Yaniv Ehrlich’s lab at MIT has a new paper out in Science today, with a companion policy piece from the National Human Genome Research Institute at NIH. Apologies for icky paywalls but these are important papers.
The gist is that a savvy computational scientist can find enough breadcrumbs in a genome to figure out the surnames for participants in supposedly de-identified studies. The methods for the paper are reminiscent of the re-identification approaches against the Netflix database, the AOL search database, and the Massachusetts health records database: cross-referencing de-identified information with other public information, and then using that against other records associated with surnames.
And it gets bigger - 135,000 or so records may potentially identify millions more through inheritance of short tandem repeats. I’ve probably mangled the approach. The short version is perhaps better summed up by a picture:
The dude in red is mathematics. The dude in white is your anonymity.
These two papers force us to be honest in talking about genomic information and identifiability: the basics to re-identify significant portions of people from their genomes alone are already in place. And they’re already strongly able to lead to surnames, long before we hit the mythical $100 genome.

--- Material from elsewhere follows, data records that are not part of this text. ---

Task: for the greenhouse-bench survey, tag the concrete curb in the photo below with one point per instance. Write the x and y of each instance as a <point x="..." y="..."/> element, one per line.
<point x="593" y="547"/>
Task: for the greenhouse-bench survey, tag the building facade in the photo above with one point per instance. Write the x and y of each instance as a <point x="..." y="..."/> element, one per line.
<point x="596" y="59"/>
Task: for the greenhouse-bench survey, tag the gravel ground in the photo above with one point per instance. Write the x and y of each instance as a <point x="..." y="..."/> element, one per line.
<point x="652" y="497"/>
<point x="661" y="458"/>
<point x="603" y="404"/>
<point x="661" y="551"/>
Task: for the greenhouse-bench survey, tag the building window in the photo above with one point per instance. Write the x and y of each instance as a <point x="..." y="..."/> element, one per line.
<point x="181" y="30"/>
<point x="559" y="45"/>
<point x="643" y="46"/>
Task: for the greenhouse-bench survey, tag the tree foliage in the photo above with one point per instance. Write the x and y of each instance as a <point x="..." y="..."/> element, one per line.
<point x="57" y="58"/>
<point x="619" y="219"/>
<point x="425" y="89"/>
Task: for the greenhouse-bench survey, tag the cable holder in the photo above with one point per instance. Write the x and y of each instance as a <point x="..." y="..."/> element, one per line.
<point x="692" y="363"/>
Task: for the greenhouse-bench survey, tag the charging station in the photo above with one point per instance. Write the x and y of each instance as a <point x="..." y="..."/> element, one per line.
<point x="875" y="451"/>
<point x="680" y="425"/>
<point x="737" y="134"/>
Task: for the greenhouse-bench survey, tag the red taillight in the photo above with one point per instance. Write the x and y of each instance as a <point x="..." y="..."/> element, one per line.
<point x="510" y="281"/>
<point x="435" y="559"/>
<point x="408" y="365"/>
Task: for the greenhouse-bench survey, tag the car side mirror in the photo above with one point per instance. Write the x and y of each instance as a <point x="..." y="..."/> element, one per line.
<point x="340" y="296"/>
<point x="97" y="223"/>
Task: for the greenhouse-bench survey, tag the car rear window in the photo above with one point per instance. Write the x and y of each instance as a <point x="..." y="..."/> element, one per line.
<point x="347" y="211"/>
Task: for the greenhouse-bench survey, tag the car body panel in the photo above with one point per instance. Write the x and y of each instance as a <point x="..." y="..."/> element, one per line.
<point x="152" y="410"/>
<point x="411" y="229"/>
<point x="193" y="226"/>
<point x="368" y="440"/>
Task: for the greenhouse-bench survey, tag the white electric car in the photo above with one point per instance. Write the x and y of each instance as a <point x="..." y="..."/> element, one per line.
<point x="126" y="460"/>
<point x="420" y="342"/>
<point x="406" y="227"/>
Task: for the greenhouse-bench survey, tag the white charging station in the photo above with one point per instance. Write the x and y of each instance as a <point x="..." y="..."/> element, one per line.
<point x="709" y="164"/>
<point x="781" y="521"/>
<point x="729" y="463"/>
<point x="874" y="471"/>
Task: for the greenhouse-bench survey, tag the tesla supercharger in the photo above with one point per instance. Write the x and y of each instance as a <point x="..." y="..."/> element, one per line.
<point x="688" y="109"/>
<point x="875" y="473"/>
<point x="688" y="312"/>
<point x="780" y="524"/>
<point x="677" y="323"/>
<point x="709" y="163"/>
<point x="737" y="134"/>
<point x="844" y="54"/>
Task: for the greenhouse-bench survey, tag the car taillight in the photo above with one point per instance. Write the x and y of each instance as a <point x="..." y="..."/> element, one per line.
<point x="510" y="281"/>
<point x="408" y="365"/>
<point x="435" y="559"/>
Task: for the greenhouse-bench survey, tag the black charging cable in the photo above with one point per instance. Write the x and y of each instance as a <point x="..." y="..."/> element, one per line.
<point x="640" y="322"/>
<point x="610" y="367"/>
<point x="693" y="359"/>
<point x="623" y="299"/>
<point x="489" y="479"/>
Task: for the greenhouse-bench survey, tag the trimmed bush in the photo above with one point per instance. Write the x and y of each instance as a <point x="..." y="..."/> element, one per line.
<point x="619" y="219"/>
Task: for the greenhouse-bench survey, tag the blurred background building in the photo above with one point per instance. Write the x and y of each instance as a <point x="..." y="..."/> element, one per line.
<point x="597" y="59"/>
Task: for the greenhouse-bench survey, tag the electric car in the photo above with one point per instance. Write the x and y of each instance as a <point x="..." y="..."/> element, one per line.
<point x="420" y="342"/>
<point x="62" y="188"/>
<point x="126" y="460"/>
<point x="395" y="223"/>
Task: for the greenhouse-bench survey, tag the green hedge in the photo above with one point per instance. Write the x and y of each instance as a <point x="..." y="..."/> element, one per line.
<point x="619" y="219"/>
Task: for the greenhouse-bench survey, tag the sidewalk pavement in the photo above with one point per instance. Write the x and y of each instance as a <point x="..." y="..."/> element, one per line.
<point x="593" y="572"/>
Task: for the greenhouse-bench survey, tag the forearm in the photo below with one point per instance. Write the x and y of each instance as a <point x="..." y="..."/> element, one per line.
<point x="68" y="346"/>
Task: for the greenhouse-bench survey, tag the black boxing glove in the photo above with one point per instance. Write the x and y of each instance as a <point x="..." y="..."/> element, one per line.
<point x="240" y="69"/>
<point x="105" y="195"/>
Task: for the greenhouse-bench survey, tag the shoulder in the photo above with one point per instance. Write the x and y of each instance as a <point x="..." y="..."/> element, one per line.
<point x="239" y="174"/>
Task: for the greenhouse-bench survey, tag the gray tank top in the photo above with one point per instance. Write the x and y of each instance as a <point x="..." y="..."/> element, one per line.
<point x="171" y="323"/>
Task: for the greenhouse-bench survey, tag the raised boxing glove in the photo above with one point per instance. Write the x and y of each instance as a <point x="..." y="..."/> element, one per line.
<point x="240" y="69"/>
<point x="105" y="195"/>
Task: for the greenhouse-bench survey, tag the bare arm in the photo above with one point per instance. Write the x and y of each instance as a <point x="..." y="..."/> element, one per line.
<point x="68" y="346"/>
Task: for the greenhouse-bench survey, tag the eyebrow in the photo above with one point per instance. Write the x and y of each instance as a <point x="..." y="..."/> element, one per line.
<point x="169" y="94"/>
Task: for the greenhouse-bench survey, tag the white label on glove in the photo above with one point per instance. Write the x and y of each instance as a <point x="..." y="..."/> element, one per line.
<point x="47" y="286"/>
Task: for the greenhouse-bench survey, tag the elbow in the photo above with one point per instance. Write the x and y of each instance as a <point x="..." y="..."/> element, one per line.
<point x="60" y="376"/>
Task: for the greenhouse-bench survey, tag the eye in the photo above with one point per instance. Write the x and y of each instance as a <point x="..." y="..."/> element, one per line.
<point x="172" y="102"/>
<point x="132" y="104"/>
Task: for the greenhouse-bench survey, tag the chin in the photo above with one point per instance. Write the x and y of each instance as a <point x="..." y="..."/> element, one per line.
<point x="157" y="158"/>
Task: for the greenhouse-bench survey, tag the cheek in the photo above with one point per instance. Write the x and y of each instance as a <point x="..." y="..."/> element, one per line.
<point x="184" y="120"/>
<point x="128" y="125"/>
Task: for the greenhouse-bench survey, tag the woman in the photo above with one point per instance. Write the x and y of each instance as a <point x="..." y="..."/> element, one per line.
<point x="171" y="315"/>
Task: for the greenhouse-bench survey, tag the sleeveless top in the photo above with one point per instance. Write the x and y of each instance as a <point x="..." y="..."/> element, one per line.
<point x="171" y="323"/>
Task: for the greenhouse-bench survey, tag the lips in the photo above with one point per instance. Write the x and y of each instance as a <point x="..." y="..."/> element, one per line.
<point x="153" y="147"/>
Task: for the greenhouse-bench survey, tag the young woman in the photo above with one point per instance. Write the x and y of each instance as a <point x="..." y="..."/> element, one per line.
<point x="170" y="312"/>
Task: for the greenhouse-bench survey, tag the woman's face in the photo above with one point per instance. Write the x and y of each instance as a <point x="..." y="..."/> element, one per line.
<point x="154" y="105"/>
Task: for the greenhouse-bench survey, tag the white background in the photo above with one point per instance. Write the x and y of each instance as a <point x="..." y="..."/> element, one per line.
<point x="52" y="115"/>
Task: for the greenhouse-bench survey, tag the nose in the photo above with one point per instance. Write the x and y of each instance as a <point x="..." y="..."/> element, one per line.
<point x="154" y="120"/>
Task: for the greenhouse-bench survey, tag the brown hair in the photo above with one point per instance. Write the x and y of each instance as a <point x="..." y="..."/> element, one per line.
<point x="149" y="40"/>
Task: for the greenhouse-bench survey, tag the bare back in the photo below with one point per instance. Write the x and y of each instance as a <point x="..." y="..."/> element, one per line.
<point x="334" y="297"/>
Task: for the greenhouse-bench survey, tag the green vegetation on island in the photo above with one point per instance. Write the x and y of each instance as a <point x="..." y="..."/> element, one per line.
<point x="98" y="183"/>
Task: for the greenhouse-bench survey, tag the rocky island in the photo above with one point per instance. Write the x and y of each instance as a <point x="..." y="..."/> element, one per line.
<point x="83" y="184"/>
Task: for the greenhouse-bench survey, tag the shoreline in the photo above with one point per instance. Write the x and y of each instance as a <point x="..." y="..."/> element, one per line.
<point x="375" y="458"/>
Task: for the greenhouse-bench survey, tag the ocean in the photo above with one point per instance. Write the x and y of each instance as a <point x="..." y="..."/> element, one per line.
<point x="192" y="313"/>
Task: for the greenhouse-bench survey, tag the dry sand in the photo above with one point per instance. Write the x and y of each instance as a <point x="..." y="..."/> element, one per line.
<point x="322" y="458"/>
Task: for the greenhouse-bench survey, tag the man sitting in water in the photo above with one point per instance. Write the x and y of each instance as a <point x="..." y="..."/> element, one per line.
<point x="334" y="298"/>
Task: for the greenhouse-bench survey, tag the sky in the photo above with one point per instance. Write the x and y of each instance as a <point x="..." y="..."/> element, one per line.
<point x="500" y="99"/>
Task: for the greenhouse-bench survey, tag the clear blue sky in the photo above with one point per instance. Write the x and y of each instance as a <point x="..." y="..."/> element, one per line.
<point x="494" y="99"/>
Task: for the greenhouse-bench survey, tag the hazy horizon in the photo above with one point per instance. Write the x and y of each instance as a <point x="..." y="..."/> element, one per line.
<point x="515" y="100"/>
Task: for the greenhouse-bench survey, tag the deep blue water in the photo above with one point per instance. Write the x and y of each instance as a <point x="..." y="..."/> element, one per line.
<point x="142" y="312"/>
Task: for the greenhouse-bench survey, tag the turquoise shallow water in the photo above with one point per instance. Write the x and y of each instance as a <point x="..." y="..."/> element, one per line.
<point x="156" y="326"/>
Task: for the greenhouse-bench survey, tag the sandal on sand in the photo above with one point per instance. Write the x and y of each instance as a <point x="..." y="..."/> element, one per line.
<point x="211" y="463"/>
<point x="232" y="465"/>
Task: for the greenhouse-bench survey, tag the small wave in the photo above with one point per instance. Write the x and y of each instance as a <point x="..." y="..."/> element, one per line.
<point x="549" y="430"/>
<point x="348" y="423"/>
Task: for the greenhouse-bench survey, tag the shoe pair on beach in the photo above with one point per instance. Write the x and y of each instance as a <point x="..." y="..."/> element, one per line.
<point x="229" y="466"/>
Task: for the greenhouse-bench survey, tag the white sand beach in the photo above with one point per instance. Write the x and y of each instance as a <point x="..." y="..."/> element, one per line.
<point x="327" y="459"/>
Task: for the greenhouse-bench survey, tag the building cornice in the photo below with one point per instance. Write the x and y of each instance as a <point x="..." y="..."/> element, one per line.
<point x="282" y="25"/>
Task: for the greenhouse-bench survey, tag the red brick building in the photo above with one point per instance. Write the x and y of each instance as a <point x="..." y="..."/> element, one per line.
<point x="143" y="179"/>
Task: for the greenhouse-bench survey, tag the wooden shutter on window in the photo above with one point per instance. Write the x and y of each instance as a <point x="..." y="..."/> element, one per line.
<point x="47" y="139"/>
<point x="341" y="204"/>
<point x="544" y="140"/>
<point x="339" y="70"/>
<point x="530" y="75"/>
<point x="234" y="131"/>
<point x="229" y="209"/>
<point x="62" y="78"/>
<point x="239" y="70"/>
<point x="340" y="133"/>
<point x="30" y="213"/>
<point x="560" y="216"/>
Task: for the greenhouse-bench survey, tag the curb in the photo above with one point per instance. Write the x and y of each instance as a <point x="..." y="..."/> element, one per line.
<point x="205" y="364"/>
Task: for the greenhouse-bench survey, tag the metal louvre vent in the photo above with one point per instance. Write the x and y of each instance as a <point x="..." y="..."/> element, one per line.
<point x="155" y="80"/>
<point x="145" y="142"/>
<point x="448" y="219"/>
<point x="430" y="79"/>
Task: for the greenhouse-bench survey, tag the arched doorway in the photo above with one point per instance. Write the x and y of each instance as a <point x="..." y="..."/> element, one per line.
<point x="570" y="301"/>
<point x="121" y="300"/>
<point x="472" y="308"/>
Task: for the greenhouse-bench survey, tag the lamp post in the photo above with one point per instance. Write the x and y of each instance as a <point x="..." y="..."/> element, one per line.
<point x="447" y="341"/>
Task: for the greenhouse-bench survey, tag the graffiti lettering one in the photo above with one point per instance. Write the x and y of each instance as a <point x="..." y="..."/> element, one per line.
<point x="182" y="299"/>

So what does honesty in this space mean? It means we shouldn’t promise people that we can both de-identify data and make it useful. It means that we should also celebrate the benefits that de-identification brings, and think of it in a risk-reward context for those joining studies that involve genome publication online. It doesn’t mean stop sharing, stop sequencing. It means stop pretending the methods for de-identification work very well. A lot of people will go away anyway, but a lot will share.
Both papers reject the idea of ceasing data sharing as a result of the research, which is heartening. We are in a world where we are simply less anonymous than we used to be, than we’ve ever been. There are enough unique things about us all, and enough devices capturing them, and powerful enough algorithms, that this stuff is simply doable now.
We need to develop a whole spectrum of ways to manage privacy. My own work on consent is just a piece of a tapestry, for those who really want to donate, to share, to be exposed. Hopefully this opens up more space at the table for the new approaches that are bubbling in health privacy management. We need data markets. Data banks (you know, like old-school community banks). Data conservation trusts (like land trusts - I’m going to publish something soon on this topic). We need entrepreneurs to fill the gaps between all open and all closed, to provide products that make someone’s data alive to her, not just to a gearhead with a taste for naive bayesian inference.
Pandora’s box didn’t open with this paper. It’s been sitting open for quite a while now, just waiting for the right eyes to see it.